The bugs are real. The reasoning that found them was impressive. But the exploitation impact was limited across the board. Individually, none of these were things I’d confidently report as vulnerabilities.

Why It Failed

Where it failed hardest: validation. Test cases looked correct but didn’t trigger the bugs reliably. The model would write a PoC, claim it worked, and be wrong — or partially right with the wrong assertion. The hypothesis generation was good. The lab work was not.

Good research assistant. Bad lab partner.


Approach 4: Domain Research + Frontier Model (SECRA)

Completely different from Approach 3. Instead of generating hypotheses for an AI to test, I dropped the hypothesis step entirely. SECRA gathers domain-level research (CVEs, attack techniques, spec violations, code patterns) and structures it into goals for a frontier model to investigate one at a time.

The pipeline builds a research package for a target domain:

  1. CVE analysis — Pull every CVE for the domain, extract root causes, fix gaps, and variant angles. For SAML: 100 CVEs across all known implementations.
  2. Technique extraction — From blogs, writeups, commits, and advisories, extract concrete attack techniques. 149 techniques for SAML.
  3. Pattern mapping — 25 code-level vulnerability patterns with what to search for, why it’s a bug, how to test it, and which CVEs it maps to.
  4. Spec analysis — Map MUST/SHOULD requirements, discretion zones (where the spec says “MAY” and implementations diverge), and undefined behaviors. For SAML: things like “spec doesn’t define behavior with multiple Assertion elements,” “spec doesn’t address XML comment injection in NameID values,” “URL comparison rules for Destination/Recipient not specified.”
  5. Novel angles — Attack hypotheses that don’t come from existing CVEs. Things like xml:base attribute injection to redirect Reference URI resolution, or internal DTD ATTLIST injection to fabricate ID attributes on forged elements.

This gets packaged with a guide: pick one pattern or angle, read the target code, trace the data flow, write a concrete test, run it, report the result. One thing at a time. Don’t scan everything at once.

The frontier model gets all of this as context and works through it against the target codebase. Reads the actual source, writes test harnesses, executes them, checks whether each pattern or angle exists in the target. The research is pre-done. The model investigates and validates, it doesn’t theorize.

One caveat: I had to review everything to make sure the model wasn’t taking shortcuts — disabling security features in the test setup, weakening configurations, or subtly making the code more vulnerable and then “finding” the bug it introduced. This happens. The model wants to show results, so it’ll disable signature verification “for testing,” use an insecure default it configured itself, or write a harness that strips validation the real library would perform. You need to verify every finding exists in the real library with its real configuration, not just in the model’s lab. Can’t skip this step.

I ran this against multiple targets. The results varied dramatically based on one thing: how much prior security attention the target had.

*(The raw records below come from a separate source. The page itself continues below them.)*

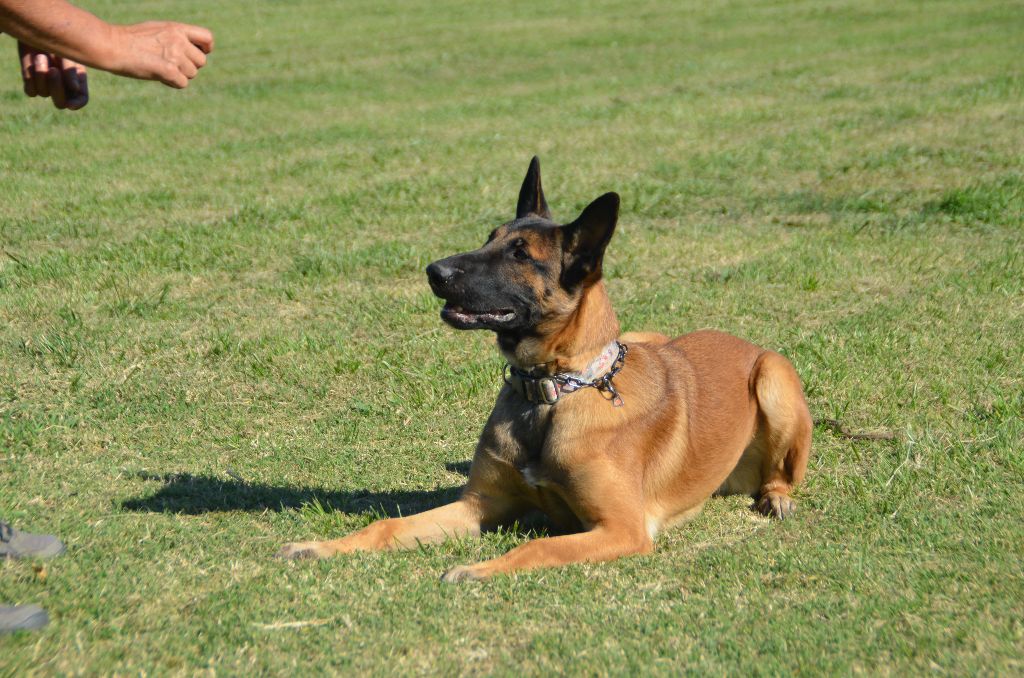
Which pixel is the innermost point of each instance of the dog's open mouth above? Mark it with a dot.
(465, 319)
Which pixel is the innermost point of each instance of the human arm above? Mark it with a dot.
(166, 51)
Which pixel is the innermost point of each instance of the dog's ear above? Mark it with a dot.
(531, 195)
(584, 242)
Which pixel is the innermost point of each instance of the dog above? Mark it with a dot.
(614, 437)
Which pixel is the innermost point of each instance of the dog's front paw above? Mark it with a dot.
(462, 574)
(776, 505)
(302, 550)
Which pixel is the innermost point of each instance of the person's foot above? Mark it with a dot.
(14, 544)
(23, 618)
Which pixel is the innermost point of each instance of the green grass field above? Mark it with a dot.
(216, 335)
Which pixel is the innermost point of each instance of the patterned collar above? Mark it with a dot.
(548, 389)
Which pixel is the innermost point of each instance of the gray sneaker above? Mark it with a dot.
(23, 618)
(14, 544)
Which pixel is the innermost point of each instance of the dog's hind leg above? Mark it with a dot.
(785, 431)
(462, 518)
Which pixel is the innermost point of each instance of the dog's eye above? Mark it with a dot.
(519, 249)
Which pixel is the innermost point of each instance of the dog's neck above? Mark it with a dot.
(568, 343)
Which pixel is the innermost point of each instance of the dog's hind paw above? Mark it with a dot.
(776, 505)
(461, 574)
(300, 551)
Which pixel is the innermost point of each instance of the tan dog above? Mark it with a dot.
(615, 438)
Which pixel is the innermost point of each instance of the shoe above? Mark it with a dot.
(23, 618)
(14, 544)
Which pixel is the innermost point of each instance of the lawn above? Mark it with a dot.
(216, 335)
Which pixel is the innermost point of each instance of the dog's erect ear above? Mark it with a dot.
(584, 242)
(531, 195)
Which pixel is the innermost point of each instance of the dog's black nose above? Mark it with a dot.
(440, 273)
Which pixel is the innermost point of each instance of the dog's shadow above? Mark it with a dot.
(195, 495)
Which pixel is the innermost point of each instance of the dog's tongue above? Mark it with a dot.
(495, 316)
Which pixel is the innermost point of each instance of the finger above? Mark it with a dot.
(54, 82)
(172, 77)
(200, 37)
(76, 84)
(41, 67)
(196, 55)
(187, 69)
(27, 80)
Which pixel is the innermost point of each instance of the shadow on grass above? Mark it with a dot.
(184, 493)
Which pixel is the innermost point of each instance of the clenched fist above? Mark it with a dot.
(167, 51)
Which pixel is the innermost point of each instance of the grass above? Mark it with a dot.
(216, 336)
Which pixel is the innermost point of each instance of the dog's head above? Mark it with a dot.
(531, 271)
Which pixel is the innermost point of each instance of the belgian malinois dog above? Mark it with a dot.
(613, 437)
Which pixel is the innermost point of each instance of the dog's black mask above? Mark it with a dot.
(530, 268)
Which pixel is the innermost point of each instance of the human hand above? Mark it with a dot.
(48, 75)
(167, 51)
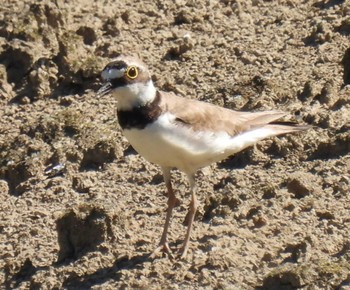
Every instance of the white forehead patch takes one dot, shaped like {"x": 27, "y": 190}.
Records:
{"x": 112, "y": 73}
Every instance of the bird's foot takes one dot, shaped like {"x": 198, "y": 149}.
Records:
{"x": 162, "y": 248}
{"x": 183, "y": 251}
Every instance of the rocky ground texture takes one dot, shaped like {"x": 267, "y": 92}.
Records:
{"x": 79, "y": 209}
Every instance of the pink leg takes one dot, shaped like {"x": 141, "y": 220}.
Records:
{"x": 191, "y": 215}
{"x": 172, "y": 202}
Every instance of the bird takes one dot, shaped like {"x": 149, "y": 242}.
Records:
{"x": 181, "y": 133}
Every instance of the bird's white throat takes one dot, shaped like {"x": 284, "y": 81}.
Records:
{"x": 134, "y": 95}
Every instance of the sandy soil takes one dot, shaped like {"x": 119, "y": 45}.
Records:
{"x": 81, "y": 210}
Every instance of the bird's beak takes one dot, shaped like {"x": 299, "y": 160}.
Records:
{"x": 104, "y": 90}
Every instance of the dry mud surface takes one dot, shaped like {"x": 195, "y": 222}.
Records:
{"x": 81, "y": 210}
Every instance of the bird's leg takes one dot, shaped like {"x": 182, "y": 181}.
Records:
{"x": 172, "y": 202}
{"x": 191, "y": 213}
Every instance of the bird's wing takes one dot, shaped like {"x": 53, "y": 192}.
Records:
{"x": 202, "y": 116}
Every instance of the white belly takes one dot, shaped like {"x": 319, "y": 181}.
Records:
{"x": 169, "y": 144}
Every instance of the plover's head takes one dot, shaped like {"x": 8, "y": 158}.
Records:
{"x": 129, "y": 81}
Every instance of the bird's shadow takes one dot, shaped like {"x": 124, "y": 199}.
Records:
{"x": 74, "y": 281}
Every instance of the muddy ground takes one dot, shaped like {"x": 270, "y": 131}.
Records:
{"x": 81, "y": 210}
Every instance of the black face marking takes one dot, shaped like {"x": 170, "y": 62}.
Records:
{"x": 140, "y": 117}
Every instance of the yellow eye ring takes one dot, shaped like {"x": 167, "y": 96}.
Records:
{"x": 132, "y": 72}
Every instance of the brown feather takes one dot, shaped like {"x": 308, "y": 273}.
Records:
{"x": 203, "y": 116}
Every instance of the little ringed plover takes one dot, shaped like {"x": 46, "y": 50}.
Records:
{"x": 175, "y": 132}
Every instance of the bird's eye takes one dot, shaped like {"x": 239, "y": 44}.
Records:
{"x": 132, "y": 72}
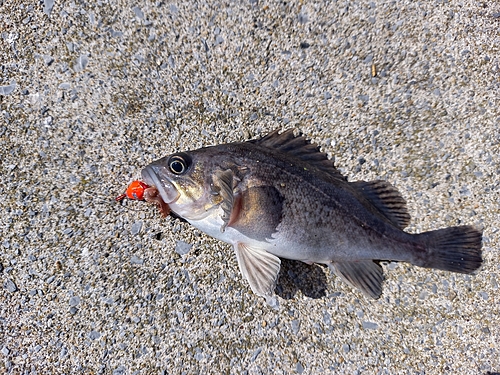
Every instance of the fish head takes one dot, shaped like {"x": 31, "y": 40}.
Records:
{"x": 182, "y": 183}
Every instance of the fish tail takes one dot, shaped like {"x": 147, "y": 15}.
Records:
{"x": 455, "y": 249}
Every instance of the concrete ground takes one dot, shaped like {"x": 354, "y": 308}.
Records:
{"x": 91, "y": 92}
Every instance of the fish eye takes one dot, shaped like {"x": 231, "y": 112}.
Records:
{"x": 178, "y": 164}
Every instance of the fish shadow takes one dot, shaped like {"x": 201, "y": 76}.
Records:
{"x": 295, "y": 276}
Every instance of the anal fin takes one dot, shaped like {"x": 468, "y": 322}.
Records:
{"x": 259, "y": 267}
{"x": 365, "y": 275}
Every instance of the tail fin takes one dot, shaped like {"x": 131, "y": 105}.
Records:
{"x": 455, "y": 249}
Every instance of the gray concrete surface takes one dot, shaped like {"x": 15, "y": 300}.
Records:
{"x": 402, "y": 90}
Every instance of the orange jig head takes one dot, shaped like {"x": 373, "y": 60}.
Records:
{"x": 134, "y": 191}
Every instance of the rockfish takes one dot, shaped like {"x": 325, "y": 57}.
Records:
{"x": 280, "y": 197}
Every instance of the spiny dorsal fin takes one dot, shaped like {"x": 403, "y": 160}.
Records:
{"x": 301, "y": 148}
{"x": 386, "y": 199}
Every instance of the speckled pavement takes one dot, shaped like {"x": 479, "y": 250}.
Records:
{"x": 91, "y": 92}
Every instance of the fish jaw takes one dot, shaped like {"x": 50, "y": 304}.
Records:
{"x": 154, "y": 175}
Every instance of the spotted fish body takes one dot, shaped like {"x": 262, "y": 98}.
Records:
{"x": 280, "y": 197}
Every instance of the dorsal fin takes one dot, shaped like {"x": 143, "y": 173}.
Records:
{"x": 301, "y": 148}
{"x": 386, "y": 199}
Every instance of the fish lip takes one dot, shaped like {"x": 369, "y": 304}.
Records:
{"x": 153, "y": 176}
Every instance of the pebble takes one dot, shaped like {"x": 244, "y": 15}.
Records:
{"x": 136, "y": 227}
{"x": 10, "y": 286}
{"x": 48, "y": 5}
{"x": 80, "y": 63}
{"x": 255, "y": 354}
{"x": 136, "y": 260}
{"x": 8, "y": 89}
{"x": 182, "y": 248}
{"x": 369, "y": 325}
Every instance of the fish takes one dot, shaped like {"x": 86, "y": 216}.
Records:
{"x": 279, "y": 196}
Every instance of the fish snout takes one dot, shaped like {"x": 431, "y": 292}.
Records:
{"x": 157, "y": 176}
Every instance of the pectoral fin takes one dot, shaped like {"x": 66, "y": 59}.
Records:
{"x": 259, "y": 267}
{"x": 364, "y": 274}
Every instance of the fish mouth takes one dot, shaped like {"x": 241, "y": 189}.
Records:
{"x": 154, "y": 175}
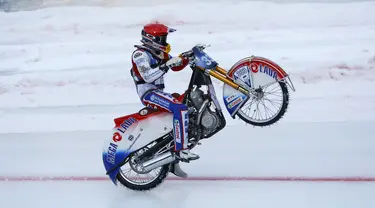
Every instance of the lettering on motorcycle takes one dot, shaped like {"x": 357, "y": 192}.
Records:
{"x": 160, "y": 101}
{"x": 126, "y": 124}
{"x": 117, "y": 137}
{"x": 186, "y": 128}
{"x": 242, "y": 74}
{"x": 266, "y": 70}
{"x": 138, "y": 54}
{"x": 136, "y": 138}
{"x": 177, "y": 130}
{"x": 235, "y": 102}
{"x": 111, "y": 153}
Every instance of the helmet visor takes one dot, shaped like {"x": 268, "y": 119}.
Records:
{"x": 162, "y": 40}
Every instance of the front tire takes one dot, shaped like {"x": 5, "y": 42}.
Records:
{"x": 257, "y": 100}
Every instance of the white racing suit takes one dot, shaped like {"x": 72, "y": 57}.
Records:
{"x": 148, "y": 77}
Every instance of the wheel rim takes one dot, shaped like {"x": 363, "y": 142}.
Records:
{"x": 132, "y": 174}
{"x": 264, "y": 104}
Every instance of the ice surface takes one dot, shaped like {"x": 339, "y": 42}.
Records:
{"x": 64, "y": 77}
{"x": 190, "y": 194}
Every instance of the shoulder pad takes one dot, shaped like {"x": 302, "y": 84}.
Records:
{"x": 138, "y": 53}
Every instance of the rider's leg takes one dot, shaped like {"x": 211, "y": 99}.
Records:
{"x": 161, "y": 100}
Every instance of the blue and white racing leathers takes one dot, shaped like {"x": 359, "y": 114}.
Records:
{"x": 150, "y": 85}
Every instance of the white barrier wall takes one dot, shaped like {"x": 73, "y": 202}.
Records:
{"x": 19, "y": 5}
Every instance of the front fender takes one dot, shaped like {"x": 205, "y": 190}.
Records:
{"x": 111, "y": 160}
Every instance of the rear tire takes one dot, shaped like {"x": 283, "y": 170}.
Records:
{"x": 144, "y": 187}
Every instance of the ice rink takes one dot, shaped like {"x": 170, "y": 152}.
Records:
{"x": 64, "y": 78}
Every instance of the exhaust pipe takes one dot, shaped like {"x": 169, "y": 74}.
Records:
{"x": 158, "y": 161}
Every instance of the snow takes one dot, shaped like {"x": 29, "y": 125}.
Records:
{"x": 64, "y": 76}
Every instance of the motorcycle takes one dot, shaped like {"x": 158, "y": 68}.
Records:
{"x": 143, "y": 141}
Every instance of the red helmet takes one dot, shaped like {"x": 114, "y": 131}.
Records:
{"x": 155, "y": 36}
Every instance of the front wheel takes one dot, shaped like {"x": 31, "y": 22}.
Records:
{"x": 266, "y": 106}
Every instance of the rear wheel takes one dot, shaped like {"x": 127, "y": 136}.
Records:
{"x": 132, "y": 176}
{"x": 266, "y": 105}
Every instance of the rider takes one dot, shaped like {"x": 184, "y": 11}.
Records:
{"x": 151, "y": 61}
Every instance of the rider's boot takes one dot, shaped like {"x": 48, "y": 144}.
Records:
{"x": 176, "y": 170}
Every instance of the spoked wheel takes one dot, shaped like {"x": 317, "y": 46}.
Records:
{"x": 132, "y": 176}
{"x": 266, "y": 105}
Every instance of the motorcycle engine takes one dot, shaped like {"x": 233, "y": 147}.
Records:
{"x": 209, "y": 119}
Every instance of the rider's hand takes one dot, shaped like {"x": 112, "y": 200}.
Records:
{"x": 175, "y": 61}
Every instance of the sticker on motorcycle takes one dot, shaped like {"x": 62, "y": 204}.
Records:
{"x": 243, "y": 75}
{"x": 116, "y": 137}
{"x": 126, "y": 124}
{"x": 111, "y": 153}
{"x": 235, "y": 102}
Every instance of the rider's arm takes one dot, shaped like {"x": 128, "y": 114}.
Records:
{"x": 143, "y": 62}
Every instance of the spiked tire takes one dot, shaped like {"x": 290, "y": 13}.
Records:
{"x": 280, "y": 114}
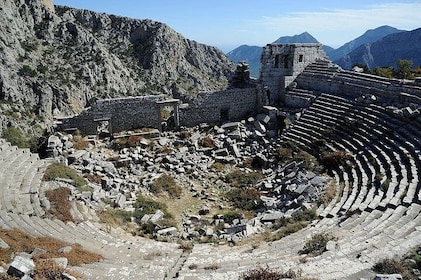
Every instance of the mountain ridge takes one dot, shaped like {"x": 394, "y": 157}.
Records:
{"x": 57, "y": 60}
{"x": 386, "y": 51}
{"x": 369, "y": 36}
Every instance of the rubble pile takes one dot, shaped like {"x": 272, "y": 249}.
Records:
{"x": 190, "y": 156}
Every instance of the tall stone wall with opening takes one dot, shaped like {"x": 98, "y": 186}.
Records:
{"x": 121, "y": 113}
{"x": 136, "y": 112}
{"x": 226, "y": 105}
{"x": 282, "y": 63}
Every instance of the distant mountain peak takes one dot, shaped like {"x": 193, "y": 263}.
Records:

Hardened Target: A Mature SAML Library

18 findings. Breakdown:

  • 7 were design choices the maintainers documented
  • 4 were spec violations maintainers call “working as intended”
  • 3 were unreachable dead code
  • 2 were theoretical with no practical exploitation
  • 1 was cosmetic

1 was reportable. A scope filtering function used string suffix matching instead of domain boundary matching:

host  = "login.notevil.com"
scope = "evil.com"

# Vulnerable check: is "evil.com" a suffix of "login.notevil.com"?
# position("evil.com") == len("login.notevil.com") - len("evil.com")
# 10 == 10 → TRUE (should be FALSE — not a domain boundary)

An attacker’s IdP at notevil.com can assert scoped attributes for evil.com. That’s a 5% hit rate. The AI inflated everything else. It couldn’t tell the difference between “this code does something weird” and “this is exploitable.” Every finding came with high confidence and detailed reasoning that sounded convincing. 17 out of 18 were noise.

Fresh Target: A SAML Library

Same tool, different target — a SAML library with significant downloads. Still actively used. It just hadn’t received focused security review.

Bugs Found

14 confirmed vulnerabilities in 20 minutes.

  • 2 authentication bypasses — full SAML assertion forgery, requires understanding the entire authentication flow and where signature verification actually binds to assertion consumption
  • CBC padding panic — CBC padding validation crashes on malformed input. The error path is distinguishable (theoretically a padding oracle), but full Vaudenay decryption wasn’t exploitable in practice. The DoS via the panic is real — unauthenticated crash with a single crafted message.
  • XSLT execution — attacker-controlled XSLT transforms executed during signature verification. Code execution surface.
  • Multiple DoS vectors — resource exhaustion through crafted SAML messages

Plus 3 patterns from the research that were checked and correctly ruled out — the model didn’t hallucinate findings where they didn’t exist.

Deeper Ecosystem Run

On a separate run against a different SAML ecosystem (7 libraries), the frontier model worked through the research package — patterns, techniques, spec violations — against each library in the chain. 9 findings were CVE-worthy after triage, 6 validated with standalone PoCs.

The structured domain research made a real difference here. The model wasn’t guessing. It was checking whether known vulnerability patterns from 100 CVEs across the SAML ecosystem exist in this specific target.

Bugs Found

CBC padding crash via error type leak. A CBC decryption function disables the crypto library’s built-in padding check, then does manual validation. On invalid padding, it calls a callback variable that doesn’t exist in scope — throwing a ReferenceError instead of a generic Error. The caller’s try/catch distinguishes these error types. Theoretically that’s a padding oracle — the model flagged it because the research package included Vaudenay patterns from CVE history, and the code matched: manual padding check after setAutoPadding(false). In practice, the full decryption attack wasn’t exploitable — but the crash on the error path is real. Unauthenticated DoS with a single crafted ciphertext. The AI correctly identified the vulnerable code pattern; it just overestimated the exploitation impact.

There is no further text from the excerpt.